Enables zooming, panning, and other interactive features, making it easier to explore the data in detail.
tmap_mode(“plot”):
Used for static plotting of spatial data that can be saved as static images e.g., PNG
Does not support interactions like zooming and panning.
Setting the mode to plot after the map is generated saves on resources and allows the code to run faster, as the plot does not require continuous updating.
The plots reveal that of the private properties sold, areas with the highest average transaction price are concentrated around the Central Region, including areas like Bukit Timah and Newton. This is likely due to their proximity to the Central Business District (CBD). Although there are very few transactions in Sentosa and Changi, these areas still have high average transaction prices, mainly consisting of condominiums.

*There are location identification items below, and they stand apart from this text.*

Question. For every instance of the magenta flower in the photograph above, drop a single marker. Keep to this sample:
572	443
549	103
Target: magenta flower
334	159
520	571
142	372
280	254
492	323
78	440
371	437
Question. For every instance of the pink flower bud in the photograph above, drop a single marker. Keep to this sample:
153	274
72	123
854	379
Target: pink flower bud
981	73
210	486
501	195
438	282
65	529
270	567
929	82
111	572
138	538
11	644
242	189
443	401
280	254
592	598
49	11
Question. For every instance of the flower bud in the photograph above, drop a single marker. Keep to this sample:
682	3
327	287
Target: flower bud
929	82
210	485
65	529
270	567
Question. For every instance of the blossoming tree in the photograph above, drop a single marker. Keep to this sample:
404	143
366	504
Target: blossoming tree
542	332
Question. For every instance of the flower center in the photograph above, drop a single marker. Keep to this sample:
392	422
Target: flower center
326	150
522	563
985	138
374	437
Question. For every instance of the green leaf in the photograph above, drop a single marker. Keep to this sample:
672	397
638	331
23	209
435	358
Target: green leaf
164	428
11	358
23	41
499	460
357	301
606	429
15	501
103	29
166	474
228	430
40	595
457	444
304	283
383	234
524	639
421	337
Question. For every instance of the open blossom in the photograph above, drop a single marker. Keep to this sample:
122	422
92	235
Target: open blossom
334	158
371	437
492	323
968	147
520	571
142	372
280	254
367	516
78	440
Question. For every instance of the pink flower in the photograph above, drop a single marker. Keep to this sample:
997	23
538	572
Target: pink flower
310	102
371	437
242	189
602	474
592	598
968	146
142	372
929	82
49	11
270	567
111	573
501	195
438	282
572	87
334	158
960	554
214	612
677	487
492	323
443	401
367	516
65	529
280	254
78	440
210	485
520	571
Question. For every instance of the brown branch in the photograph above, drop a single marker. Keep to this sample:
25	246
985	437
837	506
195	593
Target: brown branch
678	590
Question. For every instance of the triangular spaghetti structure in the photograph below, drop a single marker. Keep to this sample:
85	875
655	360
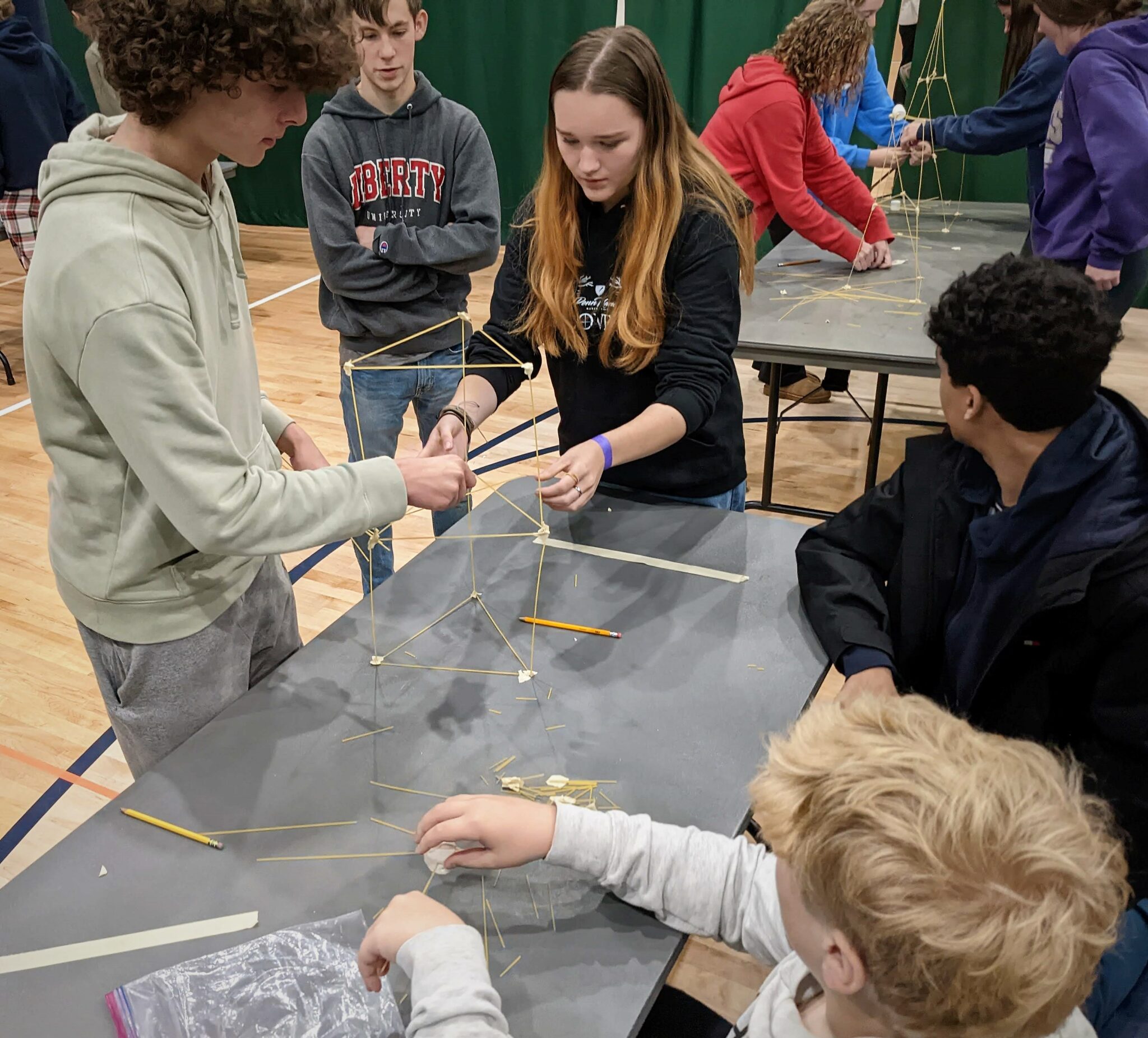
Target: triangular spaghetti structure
525	671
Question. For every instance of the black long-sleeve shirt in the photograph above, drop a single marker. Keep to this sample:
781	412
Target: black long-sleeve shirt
692	372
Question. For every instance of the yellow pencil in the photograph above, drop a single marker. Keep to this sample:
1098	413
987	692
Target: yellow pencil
578	627
178	831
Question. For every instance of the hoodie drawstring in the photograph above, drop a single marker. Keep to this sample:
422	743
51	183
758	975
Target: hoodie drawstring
229	268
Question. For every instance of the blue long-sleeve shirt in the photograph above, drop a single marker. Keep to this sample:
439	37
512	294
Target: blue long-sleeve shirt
39	104
868	109
1019	120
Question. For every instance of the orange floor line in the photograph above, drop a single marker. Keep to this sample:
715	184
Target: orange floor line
60	773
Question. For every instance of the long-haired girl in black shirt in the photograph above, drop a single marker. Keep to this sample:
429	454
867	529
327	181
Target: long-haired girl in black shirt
624	269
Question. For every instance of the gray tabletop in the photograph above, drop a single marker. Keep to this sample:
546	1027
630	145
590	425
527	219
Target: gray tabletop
675	712
786	319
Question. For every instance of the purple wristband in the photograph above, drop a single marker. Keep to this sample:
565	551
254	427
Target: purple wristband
607	451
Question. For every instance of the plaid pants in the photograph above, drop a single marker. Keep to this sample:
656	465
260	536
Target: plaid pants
20	214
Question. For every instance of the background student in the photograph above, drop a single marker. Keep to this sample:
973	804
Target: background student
767	133
402	203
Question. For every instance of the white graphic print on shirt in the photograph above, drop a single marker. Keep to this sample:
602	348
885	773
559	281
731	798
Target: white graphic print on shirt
1056	130
595	302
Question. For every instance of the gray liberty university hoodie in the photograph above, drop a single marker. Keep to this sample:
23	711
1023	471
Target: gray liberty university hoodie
425	179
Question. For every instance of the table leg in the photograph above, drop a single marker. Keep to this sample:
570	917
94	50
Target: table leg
878	424
767	472
767	475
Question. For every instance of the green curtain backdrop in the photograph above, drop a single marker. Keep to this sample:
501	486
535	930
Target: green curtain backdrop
70	44
497	57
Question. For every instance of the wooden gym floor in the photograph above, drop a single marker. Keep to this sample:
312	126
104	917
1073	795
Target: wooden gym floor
51	711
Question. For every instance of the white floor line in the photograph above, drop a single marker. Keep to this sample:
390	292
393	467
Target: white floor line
12	408
284	292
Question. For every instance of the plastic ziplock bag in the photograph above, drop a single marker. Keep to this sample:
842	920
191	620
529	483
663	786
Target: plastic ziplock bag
301	982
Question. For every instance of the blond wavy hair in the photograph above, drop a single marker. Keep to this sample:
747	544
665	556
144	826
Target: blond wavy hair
975	878
674	172
825	48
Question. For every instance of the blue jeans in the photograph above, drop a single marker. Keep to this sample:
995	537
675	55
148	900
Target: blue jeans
383	397
732	501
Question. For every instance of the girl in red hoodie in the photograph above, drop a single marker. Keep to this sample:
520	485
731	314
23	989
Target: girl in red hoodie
769	135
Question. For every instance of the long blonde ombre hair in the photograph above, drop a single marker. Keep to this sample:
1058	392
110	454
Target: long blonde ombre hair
674	172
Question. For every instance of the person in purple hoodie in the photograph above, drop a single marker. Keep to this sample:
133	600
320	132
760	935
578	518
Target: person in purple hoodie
1093	213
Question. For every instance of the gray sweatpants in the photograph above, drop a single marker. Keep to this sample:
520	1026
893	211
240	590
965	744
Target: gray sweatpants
158	696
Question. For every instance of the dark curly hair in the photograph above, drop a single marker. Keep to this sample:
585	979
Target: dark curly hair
158	54
1090	12
1034	337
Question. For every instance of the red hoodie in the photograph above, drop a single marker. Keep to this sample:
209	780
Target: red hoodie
770	138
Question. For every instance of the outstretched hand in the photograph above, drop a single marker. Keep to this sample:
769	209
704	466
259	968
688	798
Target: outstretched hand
577	476
436	484
447	438
404	917
508	831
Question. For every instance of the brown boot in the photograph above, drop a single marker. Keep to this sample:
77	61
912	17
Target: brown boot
808	391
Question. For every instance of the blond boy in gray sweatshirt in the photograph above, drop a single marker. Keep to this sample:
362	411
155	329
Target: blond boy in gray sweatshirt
925	880
169	506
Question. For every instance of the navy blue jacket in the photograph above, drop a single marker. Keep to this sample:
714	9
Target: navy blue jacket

Sales of Executive Condominiums, which were previously noted to have the lowest overall transaction price and low transaction price variability, are predominantly located in the outskirts of Singapore, such as Woodlands and Bukit Batok. This suggests a trend toward more affordable options in these areas.
Apartments and condominiums constitute the majority of private residences sold and are distributed throughout the city-state. This extensive distribution may account for the significant number of outliers observed earlier in transaction prices.